We need to do a better job of appropriately diagnosing radiation failure patients in the first place. What that better job would be, I don’t know. I don’t think routine biopsies, which have been looked at in the past, are the answer. But perhaps imaging sooner rather than waiting for the Phoenix definition makes sense. Maybe, as you mentioned appropriately, with the newer PET/MRI fusion scans, we can image men sooner to try to detect a local recurrent disease earlier.
That being said, I do a lot of salvage radical prostatectomies, almost one a week. This is unpublished, but I have not seen a big stage migration (less extraprostatic extension and/or nodal metastasis) in the last decade. I still see a lot of patients with radiation failure; they come to their salvage prostatectomy with seminal vesicle invasion and nodal disease. Up to a third of patients will have seminal vesicle invasion and I see nodal involvement in up to 20% at salvage surgery.
Why is that relevant to salvage focal therapy?
Dr. Karnes: A lot of the seminal vesicle invasion is not always evident on MRI. And a lot of these patients don’t get routine biopsies of their seminal vesicles. If they undergo a salvage focal therapy, their doctors are obviously going to be missing a significant component of their disease because salvage focal therapy, in my opinion, doesn’t work to ablate the seminal vesicles. Obviously, salvage focal therapy can do a job in the gland itself, but in the appendages, such as seminal vesicles, it is hard to get an appropriate ablation of the entire seminal vesicles because of the risk to adjacent structures— the bladder, the ureters, and so forth.

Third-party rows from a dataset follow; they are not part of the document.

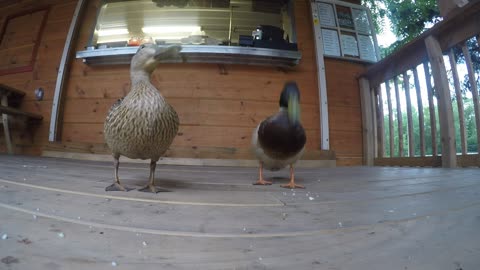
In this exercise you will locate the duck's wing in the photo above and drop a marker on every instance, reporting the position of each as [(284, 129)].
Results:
[(114, 108), (279, 138)]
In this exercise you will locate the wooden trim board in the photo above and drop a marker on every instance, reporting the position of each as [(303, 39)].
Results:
[(187, 161)]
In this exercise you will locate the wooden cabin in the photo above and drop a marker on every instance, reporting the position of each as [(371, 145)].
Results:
[(218, 103), (57, 82)]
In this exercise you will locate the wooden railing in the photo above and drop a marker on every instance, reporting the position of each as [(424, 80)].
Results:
[(386, 96)]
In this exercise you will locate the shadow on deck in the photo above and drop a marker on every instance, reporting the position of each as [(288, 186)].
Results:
[(56, 215)]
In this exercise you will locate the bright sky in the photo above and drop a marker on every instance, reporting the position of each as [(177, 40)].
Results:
[(387, 37)]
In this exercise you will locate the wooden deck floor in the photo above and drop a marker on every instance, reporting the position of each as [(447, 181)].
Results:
[(55, 214)]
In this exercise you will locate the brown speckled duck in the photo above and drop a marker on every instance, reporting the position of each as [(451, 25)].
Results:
[(280, 139), (142, 125)]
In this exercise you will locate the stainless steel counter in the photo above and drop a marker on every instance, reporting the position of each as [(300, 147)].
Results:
[(200, 54)]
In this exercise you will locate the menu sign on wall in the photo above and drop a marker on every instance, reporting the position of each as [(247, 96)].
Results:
[(346, 30)]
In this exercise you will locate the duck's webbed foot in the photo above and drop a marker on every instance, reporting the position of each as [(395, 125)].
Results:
[(262, 182), (151, 182), (152, 189), (292, 184), (117, 187)]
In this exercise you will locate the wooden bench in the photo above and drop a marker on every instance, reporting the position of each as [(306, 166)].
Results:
[(10, 100)]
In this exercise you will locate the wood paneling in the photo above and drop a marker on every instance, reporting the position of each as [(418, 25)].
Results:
[(345, 115), (218, 112)]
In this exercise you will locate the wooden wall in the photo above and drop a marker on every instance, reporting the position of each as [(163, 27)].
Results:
[(345, 115), (217, 111)]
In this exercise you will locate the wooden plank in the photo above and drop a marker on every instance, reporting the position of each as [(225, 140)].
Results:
[(468, 160), (399, 117), (214, 162), (473, 89), (431, 108), (347, 143), (380, 125), (183, 151), (410, 161), (411, 139), (459, 26), (447, 127), (367, 122), (17, 112), (459, 101), (390, 117), (421, 118)]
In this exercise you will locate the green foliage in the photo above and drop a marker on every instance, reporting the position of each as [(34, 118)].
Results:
[(408, 18)]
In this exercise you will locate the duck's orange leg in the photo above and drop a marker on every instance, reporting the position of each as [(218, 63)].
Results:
[(292, 184)]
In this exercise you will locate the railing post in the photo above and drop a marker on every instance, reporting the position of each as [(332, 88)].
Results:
[(367, 122), (435, 55)]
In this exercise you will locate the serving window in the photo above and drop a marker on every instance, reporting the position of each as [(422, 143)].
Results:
[(198, 22), (253, 32)]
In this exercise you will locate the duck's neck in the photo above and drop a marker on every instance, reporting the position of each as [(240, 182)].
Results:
[(140, 77)]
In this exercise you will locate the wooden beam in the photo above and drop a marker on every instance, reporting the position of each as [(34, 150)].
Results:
[(461, 25), (399, 117), (367, 122), (473, 89), (380, 124), (421, 118), (390, 116), (431, 109), (57, 103), (459, 99), (409, 161), (374, 101), (6, 128), (447, 127), (411, 139)]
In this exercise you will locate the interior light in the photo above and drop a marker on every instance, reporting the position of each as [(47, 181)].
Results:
[(170, 29), (112, 32)]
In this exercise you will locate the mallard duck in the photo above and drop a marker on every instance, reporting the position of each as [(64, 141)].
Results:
[(279, 140), (142, 125)]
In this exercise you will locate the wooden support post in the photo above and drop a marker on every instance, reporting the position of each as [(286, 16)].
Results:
[(431, 109), (367, 122), (6, 128), (399, 118), (373, 97), (474, 89), (390, 117), (421, 118), (447, 128), (459, 98), (380, 124), (411, 139)]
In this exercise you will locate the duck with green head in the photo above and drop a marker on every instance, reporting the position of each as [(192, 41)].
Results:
[(280, 139), (142, 125)]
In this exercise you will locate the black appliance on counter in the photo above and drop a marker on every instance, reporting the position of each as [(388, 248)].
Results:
[(267, 36)]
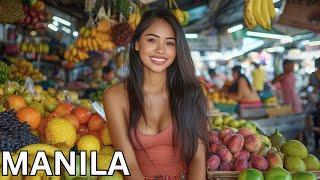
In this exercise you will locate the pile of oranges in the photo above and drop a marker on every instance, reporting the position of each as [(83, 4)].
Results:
[(84, 122)]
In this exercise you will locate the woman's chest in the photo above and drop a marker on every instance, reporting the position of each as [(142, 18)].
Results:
[(157, 115)]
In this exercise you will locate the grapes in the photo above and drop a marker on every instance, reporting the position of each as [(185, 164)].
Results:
[(14, 134)]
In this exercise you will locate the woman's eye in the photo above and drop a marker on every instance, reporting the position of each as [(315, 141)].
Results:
[(151, 40), (171, 43)]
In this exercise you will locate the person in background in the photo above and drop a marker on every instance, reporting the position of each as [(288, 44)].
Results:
[(287, 83), (313, 91), (259, 77), (242, 91), (216, 79), (109, 75)]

Another thought I have about salvage focal therapy is when we look at other forms of ablation technologies like cryotherapy or HIFU, we’ve morphed them from whole-gland to focal and now to focal salvage therapies. But I don’t think we even know who the ideal candidate is for whole-gland HIFU or whole-gland cryotherapy let alone the focal form of the therapies in a treatment-naïve patient. Obviously, these are alternatives or options for patients who are newly diagnosed, but more troubling for me is this: I don’t think we know exactly what constitutes a success. How do we monitor whole-gland cryotherapy or whole-gland HIFU? We’ve used PSA failure as a definition, but are we really using the right tool to monitor?